1- Running DeepSAP with short-read RNA-seq FASTQ files

docker run --gpus all --ipc=host --ulimit memlock=-1 --ulimit stack=67108864 --rm   \
    --volume $(pwd)/test:/workdir                                                   \
    --volume $(pwd)/test/outputdir:/outputdir                                       \
    nvcr.io/nvidia/clara/clara-parabricks-deepsap:latest                            \
    --out /outputdir/                                                               \
    --prefix test_run_10K                                                           \
    --mate_1 /workdir/malaria_short_pe/SRR14793977_10K_1.fastq.gz                   \
    --mate_2 /workdir/malaria_short_pe/SRR14793977_10K_2.fastq.gz                   \
    --gtf /workdir/malaria_short_pe/Plasmodium_falciparum.ASM276v2.60.gtf           \
    --fasta /workdir/malaria_short_pe/Plasmodium_falciparum.ASM276v2.dna.toplevel.fa

2- Running DeepSAP with short-read RNA-seq FASTQ files and GSNAP index.
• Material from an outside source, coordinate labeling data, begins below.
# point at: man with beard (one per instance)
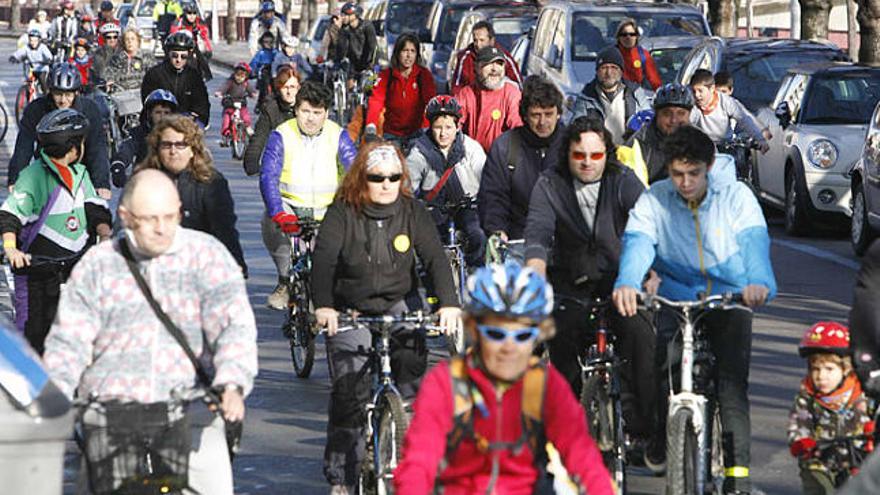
(617, 98)
(490, 104)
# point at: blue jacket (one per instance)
(272, 162)
(733, 249)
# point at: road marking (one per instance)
(818, 253)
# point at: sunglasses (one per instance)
(178, 145)
(582, 155)
(378, 179)
(497, 334)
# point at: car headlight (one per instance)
(822, 153)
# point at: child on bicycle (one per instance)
(830, 406)
(236, 89)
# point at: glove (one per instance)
(288, 222)
(803, 448)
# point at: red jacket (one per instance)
(465, 63)
(469, 470)
(406, 100)
(633, 70)
(487, 114)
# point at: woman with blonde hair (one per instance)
(176, 146)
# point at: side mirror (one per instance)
(783, 114)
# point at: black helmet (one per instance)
(63, 126)
(180, 41)
(673, 95)
(65, 77)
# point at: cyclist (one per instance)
(65, 86)
(517, 159)
(272, 113)
(158, 105)
(54, 213)
(577, 214)
(441, 148)
(401, 94)
(301, 167)
(36, 54)
(183, 81)
(236, 88)
(704, 233)
(644, 151)
(481, 449)
(829, 406)
(482, 34)
(268, 21)
(191, 22)
(364, 260)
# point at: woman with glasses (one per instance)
(486, 417)
(364, 260)
(176, 146)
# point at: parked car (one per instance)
(818, 119)
(570, 34)
(509, 25)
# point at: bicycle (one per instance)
(387, 419)
(600, 389)
(693, 432)
(298, 325)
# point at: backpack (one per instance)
(533, 435)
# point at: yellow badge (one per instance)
(401, 243)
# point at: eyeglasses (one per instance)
(582, 155)
(378, 179)
(178, 145)
(497, 334)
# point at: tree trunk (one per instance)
(231, 31)
(722, 17)
(814, 19)
(869, 31)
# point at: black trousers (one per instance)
(634, 344)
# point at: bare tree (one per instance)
(869, 31)
(814, 19)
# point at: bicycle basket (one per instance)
(128, 101)
(136, 449)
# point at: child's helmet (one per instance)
(825, 337)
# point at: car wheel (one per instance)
(796, 221)
(861, 233)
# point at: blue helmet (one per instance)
(509, 290)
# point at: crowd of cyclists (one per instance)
(623, 198)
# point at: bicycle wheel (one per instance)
(682, 455)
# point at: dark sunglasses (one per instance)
(497, 334)
(378, 179)
(582, 155)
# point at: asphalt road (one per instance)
(285, 427)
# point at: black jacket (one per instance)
(186, 85)
(209, 207)
(369, 265)
(96, 157)
(583, 262)
(509, 176)
(273, 112)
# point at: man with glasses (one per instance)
(302, 165)
(185, 82)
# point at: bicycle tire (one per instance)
(682, 455)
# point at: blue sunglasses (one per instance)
(497, 334)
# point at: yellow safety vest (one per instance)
(310, 176)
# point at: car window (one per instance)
(401, 17)
(841, 100)
(593, 31)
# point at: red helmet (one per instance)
(825, 336)
(442, 105)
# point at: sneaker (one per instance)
(279, 297)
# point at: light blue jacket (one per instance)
(720, 247)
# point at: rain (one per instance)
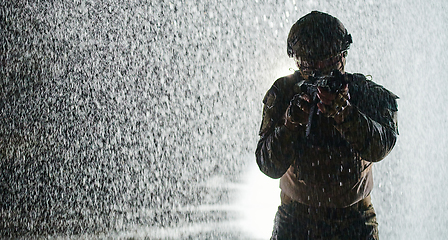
(139, 119)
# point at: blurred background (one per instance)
(139, 119)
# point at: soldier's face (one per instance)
(324, 67)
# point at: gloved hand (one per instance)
(298, 111)
(334, 104)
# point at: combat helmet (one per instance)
(317, 36)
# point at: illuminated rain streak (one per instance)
(140, 119)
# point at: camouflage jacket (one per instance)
(331, 167)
docker run --gpus all --ipc=host --ulimit memlock=-1 --ulimit stack=67108864 --rm   \
    --volume $(pwd)/test:/workdir                                                   \
    --volume $(pwd)/test/outputdir:/outputdir                                       \
    nvcr.io/nvidia/clara/clara-parabricks-deepsap:latest                            \
    --out /outputdir/                                                               \
    --prefix test_run_10K                                                           \
    --mate_1 /workdir/malaria_short_pe/SRR14793977_10K_1.fastq.gz                   \
    --mate_2 /workdir/malaria_short_pe/SRR14793977_10K_2.fastq.gz                   \
    --gtf /workdir/malaria_short_pe/Plasmodium_falciparum.ASM276v2.60.gtf           \
    --fasta /workdir/malaria_short_pe/Plasmodium_falciparum.ASM276v2.dna.toplevel.fa\
    --gsnap_idx /outputdir/gsnap_idx/

Command-line Arguments

Argument Description Required
-o, --out Path to the output folder Yes
--prefix Output files prefix string Yes
-g, --gtf Path to the GTF annotation file compatible with the BAM file Yes
-f, --fasta Path to the FASTA genome file compatible with the BAM file Yes
-s, --sam Path to the SAM/BAM file or directory of files Yes (if BAM)
--mate_1 Path to FASTQ file of mate 1 (for paired-end reads) Yes (if FASTQ)
--mate_2 Path to FASTQ file of mate 2 (for paired-end reads) Yes (if FASTQ)
--gsnap_idx Path to GSNAP index No
-c, --config Config .json file to control DeepSAP internal parameters No
--batch Batch size for inference No
--set_size Set size to split datasets for inference No
-t, --threads Number of threads No
--score_reads Classify also reads using the transformer model and add scores to SAM, as appose to only SJ No
--n_reads Number of reads to classify if --score_reads is used No

License/Terms of Use

By pulling and using the Parabricks container, you accept the governing terms: The software and materials are governed by the NVIDIA Software License Agreement (found at https://www.nvidia.com/en-us/agreements/enterprise-software/nvidia-software-license-agreement/) and the Product-Specific Terms for NVIDIA AI Products (found at https://www.nvidia.com/en-us/agreements/enterprise-software/product-specific-terms-for-ai-products/); except for the model which is governed by the NVIDIA Models Community License Agreement(found at NVIDIA Community Model License). ADDITIONAL INFORMATION: Apache 2.0.